I have seen this happen in many philosophy presentations. You can even see it in the texts of many good philosophers, although one suspects that they are well-aware of the power of the linear form, and use it cunningly. Ironically, many texts that are written about the philosophers of non-linearity, principally Deleuze and Guattari, are horribly linear and just
downright oppressive. Their own works are famously not linear. In fact I suspect that they used some kind of methodology akin to concept-mapping (the consistency of their very complex conceptual assemblages over 40 years of work suggests that they had some kind of system other than text).

The result of linearity dominating is often merely a sense of disatisfaction amongst the audience. But occassionally someone decides that contriving with the presenter to keep things on track would result in having to accept just too many significantly wrong assumptions. Things then turn nasty.

More seriously, in arguments that are used to support projects, policies and expenditures, the linear form may result in expensive and disruptive mistakes.

So what is the alternative? A technique that MindManager supports is as follows:

  1. Create a map that records everything you know about the topic, starting with a top level set of nodes, and drilling down into the detail through several levels. Nodes can easily be moved around, edited, deleted and added, so develpoment is rapid and responsive;
  2. In the presentation, start with only the top level nodes open, the lower level nodes are all closed (easy with MindManager). Either this top-level is uncontroversial, or provides some work for the more detailed levels to do in justifying the top-level carve-up of the topic (remember, its easy to move or edit nodes, so you don't have to be too concerned about getting things wrong and having to respond to feedback as the presentation progresses).
  3. Do a high-level pass through the top nodes, giving an understanding of the basic distinctions uppon which the presentation is based – look for problems at the top level!

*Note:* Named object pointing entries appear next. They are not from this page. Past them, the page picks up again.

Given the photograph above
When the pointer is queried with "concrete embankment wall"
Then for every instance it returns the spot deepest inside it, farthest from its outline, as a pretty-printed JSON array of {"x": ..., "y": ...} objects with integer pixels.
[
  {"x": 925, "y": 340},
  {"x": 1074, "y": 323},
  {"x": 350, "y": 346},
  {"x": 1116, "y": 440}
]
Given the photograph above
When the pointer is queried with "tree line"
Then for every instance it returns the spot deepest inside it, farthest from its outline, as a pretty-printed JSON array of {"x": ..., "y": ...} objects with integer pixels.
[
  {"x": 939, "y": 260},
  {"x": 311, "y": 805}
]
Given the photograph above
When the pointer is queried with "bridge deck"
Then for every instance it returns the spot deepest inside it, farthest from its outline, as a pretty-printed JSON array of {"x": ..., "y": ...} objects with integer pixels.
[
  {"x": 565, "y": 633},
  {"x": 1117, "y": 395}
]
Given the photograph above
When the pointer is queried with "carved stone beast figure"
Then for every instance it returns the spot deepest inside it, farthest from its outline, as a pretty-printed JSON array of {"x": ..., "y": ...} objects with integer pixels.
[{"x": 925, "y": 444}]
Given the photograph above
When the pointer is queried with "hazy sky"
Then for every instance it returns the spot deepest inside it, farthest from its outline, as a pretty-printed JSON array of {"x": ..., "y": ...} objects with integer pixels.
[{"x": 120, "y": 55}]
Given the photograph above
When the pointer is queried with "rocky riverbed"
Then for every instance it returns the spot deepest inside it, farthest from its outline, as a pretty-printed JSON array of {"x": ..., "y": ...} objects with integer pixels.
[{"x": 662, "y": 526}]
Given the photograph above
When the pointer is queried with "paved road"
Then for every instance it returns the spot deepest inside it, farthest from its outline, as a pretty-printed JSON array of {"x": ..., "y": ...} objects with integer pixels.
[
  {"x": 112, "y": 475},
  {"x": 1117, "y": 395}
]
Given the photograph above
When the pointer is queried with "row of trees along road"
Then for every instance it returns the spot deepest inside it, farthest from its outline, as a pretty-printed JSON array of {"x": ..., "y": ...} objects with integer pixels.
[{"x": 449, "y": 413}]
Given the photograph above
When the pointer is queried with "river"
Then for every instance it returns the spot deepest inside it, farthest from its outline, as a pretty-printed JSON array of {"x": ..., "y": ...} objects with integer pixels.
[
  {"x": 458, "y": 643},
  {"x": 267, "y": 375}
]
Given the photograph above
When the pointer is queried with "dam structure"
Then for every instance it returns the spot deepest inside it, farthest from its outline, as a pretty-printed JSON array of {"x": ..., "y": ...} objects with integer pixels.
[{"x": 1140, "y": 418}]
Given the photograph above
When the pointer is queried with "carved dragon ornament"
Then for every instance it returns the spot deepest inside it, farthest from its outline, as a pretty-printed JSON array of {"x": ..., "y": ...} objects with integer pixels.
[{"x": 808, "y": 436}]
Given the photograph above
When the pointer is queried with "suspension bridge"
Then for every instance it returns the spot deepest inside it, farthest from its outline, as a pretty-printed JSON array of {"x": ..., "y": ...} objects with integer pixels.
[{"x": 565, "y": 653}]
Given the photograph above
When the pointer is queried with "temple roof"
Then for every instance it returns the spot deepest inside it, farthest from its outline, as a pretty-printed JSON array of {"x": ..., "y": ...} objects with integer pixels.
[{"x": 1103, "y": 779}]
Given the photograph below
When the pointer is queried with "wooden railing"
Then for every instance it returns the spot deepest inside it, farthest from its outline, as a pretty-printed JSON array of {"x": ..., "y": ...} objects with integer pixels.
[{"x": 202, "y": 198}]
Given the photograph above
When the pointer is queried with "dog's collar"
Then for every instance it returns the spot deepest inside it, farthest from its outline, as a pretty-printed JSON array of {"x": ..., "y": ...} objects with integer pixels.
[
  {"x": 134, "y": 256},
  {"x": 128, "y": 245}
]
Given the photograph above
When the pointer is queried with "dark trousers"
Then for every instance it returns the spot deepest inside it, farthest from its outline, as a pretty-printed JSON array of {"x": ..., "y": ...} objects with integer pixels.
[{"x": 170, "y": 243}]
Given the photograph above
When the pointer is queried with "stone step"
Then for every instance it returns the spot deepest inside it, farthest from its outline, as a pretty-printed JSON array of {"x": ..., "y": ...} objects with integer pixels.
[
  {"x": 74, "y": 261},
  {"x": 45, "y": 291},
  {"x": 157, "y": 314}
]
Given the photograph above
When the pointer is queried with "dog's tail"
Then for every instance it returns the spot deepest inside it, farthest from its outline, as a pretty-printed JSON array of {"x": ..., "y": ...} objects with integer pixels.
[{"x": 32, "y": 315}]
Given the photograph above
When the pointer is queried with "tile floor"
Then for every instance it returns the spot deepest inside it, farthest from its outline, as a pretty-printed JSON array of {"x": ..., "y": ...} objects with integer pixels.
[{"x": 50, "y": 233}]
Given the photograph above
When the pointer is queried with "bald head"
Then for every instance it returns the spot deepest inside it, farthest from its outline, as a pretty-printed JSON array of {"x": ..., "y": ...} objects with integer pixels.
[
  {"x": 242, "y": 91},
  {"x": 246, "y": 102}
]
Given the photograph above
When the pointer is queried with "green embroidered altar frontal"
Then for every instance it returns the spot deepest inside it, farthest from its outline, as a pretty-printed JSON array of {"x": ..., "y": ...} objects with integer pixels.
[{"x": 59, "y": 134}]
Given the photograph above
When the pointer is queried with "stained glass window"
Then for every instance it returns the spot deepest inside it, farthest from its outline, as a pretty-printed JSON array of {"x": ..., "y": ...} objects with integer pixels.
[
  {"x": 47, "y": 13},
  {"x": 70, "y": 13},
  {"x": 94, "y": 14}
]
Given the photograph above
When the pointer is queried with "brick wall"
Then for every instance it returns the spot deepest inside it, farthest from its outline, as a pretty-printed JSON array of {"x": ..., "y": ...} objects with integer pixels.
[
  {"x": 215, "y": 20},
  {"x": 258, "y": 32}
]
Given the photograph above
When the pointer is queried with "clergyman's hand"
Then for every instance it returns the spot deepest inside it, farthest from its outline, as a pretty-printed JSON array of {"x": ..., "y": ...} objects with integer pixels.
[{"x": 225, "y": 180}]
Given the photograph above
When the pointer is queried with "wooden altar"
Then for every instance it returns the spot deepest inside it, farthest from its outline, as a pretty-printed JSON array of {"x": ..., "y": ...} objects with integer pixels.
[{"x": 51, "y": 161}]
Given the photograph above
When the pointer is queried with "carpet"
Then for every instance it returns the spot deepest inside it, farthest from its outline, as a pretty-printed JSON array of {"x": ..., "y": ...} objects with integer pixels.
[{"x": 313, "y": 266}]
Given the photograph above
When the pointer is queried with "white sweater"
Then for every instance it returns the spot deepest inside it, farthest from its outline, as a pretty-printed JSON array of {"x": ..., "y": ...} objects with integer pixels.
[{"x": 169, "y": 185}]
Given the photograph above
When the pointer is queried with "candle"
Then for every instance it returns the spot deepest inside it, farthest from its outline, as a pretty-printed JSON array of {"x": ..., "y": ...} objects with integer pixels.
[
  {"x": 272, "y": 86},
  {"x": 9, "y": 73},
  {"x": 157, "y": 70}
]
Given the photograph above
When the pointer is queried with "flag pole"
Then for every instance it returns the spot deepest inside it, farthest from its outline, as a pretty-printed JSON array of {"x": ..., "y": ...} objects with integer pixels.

Don't gloss over them – if you do, the audience won't be with you;
  4. If there is an issue with the top level nodes, open up the next level and see if the detail contained in them can be used to resolve the top level problem. Keep drilling down into detail if necessary. Jump across nodes to show how different components at the different levels are connected transversally;
  5. If no problem is found at the top level, do a pass through the second level of nodes, again looking for problems.
  6. Keep going lower until you run out of time or everyone is satisfied.

This should result in thoroughness, bringing the audience along more succesfully. It also allows for the presentation to flexibly and genuinely respond to problems and new ideas, without the possibility of it being entirely waisted by an unforeseen issue (remember, you can re-draw the map as you go along). The presentation can, in this way, be much more productive. In fact we could say that with this approach there aren't problems or difficulties, only opportunities (as Ted Simon would say, "interuptions are the journey").